Caution, not warning (yet)


The U.S. equity bull market celebrated its 10-year anniversary on March 9, and the U.S. economic expansion could become the longest in history by June 2019. The natural question around such milestones is to ask, “How much longer?” The Business Cycle Index (BCI) model, which uses a range of economic and financial variables to estimate the strength of the U.S. economy and to forecast the probability of recession, is on the cusp of risk-on versus risk-off. Short-term risks are still low, but the BCI model estimates the probability of recession in the next 12 months is around 30%—right on top of the warning threshold for leaning out of risky assets. 

Some weakness in U.S. consumer spending and the labour market since December 2018 raised BCI recession risk in the last couple of months. However, the weaker data was likely driven by transitory factors such as the partial U.S. federal government shutdown, unusually cold weather and uncertainty with trade-war negotiations. Going forward, the tight labour market with rising wages should support a healthy consumer. Offsetting the weaker economic data was the dovish shift in Fed forward guidance since January 2019. With the Fed no longer raising interest rates at a quarterly pace, financial conditions loosened, and the rate of yield curve flattening slowed, which eased some BCI recession risk.

How long the economic expansion can continue, from the point of view of the model, depends on sustaining a Goldilocks level of growth—hot enough to avoid a negative confidence spiral, but cold enough for accommodative monetary policy. If consumers and businesses become pessimistic, spending and hiring could slow, raising BCI recession risk. If the Fed fears overheating, then restrictive monetary policy could tighten financial conditions and invert the yield curve, also raising BCI recession risk. The elevated 12-month recession risk reflects the late-cycle balancing act, where there’s less room for error.

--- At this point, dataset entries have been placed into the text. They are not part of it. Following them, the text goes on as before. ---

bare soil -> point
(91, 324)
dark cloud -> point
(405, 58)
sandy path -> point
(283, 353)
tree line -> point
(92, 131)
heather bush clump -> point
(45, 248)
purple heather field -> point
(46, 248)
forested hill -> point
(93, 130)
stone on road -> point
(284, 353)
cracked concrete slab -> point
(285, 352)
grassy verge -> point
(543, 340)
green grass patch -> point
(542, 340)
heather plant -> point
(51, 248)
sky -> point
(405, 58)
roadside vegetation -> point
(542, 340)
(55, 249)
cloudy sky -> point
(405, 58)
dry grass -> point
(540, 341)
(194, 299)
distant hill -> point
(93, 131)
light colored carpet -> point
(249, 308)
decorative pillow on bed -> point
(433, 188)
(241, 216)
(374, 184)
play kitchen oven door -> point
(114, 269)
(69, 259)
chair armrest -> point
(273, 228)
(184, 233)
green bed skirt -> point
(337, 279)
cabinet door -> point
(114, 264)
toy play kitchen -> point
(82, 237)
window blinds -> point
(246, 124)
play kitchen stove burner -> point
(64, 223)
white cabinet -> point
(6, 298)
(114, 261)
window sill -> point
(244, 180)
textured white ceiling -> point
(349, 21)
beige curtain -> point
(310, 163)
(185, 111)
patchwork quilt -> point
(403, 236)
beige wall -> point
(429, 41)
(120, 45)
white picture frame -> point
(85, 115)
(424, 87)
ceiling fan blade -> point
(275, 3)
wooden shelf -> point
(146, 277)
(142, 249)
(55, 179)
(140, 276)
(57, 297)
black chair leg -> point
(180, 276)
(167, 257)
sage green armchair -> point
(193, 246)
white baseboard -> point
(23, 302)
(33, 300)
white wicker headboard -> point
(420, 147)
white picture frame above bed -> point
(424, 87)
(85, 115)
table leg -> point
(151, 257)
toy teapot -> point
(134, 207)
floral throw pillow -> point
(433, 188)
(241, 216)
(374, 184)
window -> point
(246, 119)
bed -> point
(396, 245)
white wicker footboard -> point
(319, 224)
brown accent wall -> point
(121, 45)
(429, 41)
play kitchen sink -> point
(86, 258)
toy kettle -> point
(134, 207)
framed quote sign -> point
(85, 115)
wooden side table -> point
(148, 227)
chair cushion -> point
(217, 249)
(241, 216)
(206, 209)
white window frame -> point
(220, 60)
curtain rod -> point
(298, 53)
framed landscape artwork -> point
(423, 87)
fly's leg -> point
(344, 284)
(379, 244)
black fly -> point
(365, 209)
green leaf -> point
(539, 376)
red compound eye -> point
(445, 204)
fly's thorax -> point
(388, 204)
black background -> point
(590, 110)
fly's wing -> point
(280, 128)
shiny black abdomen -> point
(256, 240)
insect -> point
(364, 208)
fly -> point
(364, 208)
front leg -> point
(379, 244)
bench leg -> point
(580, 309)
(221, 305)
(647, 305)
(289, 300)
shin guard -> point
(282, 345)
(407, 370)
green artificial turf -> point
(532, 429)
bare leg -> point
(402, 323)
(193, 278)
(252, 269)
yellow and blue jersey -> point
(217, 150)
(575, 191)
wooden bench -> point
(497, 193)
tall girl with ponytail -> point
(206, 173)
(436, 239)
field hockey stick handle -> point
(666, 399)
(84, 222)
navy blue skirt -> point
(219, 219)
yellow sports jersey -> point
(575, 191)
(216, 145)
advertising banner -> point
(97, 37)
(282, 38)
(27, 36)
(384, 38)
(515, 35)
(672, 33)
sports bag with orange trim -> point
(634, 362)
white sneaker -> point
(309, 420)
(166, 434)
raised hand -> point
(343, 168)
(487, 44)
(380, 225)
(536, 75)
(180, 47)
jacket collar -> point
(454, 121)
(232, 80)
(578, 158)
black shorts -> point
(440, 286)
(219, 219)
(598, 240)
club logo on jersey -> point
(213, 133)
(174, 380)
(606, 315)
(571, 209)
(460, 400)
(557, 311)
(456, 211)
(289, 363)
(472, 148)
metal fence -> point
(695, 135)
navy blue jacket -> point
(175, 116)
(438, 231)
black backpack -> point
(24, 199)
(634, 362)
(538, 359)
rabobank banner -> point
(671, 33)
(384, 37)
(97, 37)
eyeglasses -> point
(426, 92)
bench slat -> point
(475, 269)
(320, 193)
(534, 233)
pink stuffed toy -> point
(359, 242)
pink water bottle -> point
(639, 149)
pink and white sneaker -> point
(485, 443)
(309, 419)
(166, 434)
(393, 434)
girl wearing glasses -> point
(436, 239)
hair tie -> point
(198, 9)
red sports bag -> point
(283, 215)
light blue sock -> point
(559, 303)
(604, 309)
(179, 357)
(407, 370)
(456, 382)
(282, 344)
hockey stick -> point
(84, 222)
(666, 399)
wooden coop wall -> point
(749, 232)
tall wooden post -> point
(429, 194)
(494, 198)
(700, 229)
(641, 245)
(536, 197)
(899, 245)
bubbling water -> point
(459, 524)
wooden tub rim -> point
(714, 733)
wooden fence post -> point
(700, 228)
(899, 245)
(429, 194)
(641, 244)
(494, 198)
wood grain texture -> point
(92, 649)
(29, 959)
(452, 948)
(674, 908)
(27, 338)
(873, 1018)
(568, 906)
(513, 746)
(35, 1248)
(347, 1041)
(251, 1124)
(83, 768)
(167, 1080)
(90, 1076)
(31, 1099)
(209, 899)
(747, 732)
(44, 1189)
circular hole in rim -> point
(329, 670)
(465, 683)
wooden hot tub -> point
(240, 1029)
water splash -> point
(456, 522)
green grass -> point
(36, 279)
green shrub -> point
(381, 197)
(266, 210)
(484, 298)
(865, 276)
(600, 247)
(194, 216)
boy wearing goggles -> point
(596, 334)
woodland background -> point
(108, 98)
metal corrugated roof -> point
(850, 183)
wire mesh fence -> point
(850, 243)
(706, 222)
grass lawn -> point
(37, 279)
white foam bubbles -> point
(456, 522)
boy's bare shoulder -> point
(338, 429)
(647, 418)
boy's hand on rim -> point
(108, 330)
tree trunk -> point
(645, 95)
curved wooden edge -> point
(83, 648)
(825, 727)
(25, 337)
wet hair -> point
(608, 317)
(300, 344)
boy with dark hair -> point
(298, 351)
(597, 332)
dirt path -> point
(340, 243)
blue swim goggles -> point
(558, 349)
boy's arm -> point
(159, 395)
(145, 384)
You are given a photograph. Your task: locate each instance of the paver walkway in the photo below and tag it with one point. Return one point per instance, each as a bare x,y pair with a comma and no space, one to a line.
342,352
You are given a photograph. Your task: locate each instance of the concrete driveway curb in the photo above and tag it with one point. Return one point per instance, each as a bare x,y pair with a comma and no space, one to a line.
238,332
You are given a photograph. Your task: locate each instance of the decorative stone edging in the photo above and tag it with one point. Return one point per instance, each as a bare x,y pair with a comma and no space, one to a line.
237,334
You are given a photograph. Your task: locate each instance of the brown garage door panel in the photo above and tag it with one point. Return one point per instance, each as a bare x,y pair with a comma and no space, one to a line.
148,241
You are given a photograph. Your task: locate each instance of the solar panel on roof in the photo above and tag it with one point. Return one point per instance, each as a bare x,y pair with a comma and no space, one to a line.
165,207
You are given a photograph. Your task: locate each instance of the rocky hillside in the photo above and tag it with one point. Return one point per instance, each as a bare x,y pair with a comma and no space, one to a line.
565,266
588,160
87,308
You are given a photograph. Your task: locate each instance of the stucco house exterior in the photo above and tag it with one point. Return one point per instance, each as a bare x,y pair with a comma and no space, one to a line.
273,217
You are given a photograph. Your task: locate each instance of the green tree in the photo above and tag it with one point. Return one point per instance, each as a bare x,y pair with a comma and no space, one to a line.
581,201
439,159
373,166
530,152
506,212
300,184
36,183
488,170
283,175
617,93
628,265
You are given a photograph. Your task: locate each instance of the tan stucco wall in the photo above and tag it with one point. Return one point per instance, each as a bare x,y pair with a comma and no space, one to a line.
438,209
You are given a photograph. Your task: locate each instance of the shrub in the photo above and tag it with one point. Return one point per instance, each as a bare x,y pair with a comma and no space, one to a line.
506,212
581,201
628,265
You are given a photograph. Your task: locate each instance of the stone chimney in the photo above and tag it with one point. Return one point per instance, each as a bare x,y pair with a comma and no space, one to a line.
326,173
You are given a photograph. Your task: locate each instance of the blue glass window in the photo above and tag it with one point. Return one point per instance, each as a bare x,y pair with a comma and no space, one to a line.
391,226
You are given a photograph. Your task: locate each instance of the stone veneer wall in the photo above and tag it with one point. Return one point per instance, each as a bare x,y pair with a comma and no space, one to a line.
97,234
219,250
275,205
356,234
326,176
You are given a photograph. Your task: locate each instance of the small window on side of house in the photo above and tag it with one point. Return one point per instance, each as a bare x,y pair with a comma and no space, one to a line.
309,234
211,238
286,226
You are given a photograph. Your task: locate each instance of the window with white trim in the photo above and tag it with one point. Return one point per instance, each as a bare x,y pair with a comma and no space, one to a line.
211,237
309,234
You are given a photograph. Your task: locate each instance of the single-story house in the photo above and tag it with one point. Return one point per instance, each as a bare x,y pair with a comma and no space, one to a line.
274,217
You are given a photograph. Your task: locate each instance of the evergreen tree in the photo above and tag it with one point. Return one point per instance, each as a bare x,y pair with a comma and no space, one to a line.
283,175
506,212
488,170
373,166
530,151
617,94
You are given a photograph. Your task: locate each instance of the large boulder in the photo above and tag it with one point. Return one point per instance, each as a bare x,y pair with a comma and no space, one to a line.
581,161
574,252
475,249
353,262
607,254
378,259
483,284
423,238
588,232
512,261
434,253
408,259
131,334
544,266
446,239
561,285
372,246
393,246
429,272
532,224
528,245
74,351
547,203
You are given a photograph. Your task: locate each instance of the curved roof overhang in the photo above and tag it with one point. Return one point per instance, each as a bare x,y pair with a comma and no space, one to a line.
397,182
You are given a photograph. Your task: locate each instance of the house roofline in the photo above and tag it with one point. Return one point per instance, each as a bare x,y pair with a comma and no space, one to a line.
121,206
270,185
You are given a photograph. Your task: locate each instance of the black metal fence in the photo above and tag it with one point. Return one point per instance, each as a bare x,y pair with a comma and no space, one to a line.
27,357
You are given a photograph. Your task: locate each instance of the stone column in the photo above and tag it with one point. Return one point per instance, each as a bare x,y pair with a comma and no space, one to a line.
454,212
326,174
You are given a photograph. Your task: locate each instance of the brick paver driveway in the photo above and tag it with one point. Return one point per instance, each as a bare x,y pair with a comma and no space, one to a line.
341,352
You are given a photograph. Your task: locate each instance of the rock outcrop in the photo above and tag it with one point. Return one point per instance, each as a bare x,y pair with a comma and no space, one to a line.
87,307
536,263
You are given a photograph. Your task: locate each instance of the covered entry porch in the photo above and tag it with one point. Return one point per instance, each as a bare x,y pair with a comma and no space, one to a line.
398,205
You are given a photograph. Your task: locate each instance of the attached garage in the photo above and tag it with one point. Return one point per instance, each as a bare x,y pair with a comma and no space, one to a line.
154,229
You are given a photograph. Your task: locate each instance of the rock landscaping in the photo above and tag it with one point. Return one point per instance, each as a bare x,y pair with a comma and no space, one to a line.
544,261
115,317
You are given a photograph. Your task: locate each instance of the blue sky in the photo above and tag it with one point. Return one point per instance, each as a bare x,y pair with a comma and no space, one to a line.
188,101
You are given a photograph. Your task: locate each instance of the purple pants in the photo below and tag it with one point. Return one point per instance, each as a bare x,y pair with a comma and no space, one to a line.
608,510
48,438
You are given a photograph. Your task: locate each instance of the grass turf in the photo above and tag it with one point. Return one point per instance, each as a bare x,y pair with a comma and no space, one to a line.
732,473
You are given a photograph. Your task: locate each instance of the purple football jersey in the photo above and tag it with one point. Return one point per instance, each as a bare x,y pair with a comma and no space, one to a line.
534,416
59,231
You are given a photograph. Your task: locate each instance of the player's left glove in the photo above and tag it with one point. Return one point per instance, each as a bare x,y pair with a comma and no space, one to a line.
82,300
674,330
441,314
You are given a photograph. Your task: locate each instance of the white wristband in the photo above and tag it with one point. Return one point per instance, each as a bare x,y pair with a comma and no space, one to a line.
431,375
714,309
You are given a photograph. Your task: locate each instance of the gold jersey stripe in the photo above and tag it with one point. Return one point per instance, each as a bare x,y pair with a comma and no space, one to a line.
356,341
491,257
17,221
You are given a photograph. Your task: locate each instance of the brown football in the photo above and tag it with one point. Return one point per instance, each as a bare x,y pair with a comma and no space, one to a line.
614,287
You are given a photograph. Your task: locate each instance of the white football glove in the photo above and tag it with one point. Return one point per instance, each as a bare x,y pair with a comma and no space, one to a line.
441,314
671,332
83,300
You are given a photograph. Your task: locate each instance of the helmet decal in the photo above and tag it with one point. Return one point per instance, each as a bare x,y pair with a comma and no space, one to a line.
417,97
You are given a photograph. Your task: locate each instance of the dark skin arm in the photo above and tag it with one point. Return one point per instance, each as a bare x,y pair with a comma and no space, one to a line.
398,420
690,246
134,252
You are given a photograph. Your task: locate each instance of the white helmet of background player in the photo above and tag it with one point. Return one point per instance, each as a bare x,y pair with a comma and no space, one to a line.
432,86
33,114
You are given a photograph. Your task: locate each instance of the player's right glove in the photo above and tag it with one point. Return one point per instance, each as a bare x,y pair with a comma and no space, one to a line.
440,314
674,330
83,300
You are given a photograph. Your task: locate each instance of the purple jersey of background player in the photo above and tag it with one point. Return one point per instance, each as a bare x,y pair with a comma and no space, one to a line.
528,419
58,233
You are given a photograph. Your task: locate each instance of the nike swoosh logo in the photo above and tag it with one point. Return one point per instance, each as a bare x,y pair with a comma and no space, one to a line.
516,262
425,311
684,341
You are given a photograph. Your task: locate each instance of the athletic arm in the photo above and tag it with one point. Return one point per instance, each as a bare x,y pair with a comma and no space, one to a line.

Thinking positive (barely)

After a drop in December, equity markets bounced back in early 2019. For a few months at the end of 2018 our Equity-Fixed model dipped below zero in response to the market’s momentum. The model shows an improvement since then along with the general market trend.  It is time to go back to thinking positively about equities but there are still some macroeconomic concerns in the background.

Within our cycle, value and sentiment investment framework we make the following overarching assessments based on our quantitative models.

  • Business cycle: We see signs of late-cycle woes, but otherwise the model indicates low probability of recession in the very near term.

  • Valuation: After the year-end 2018 market selloff, the Fed model, which compares the equity yield to the 10-year U.S. Treasury yield, signaled equities as more attractive, but that preference has since faded.

  • Sentiment: The Momentum model’s signal has stabilised to neutral after the late-2018 selloff.

Moving into the second quarter of 2019, the Equity-Fixed model’s signal is slightly above-neutral for equities, which suggests a mid-single-digit return on equities for 2019.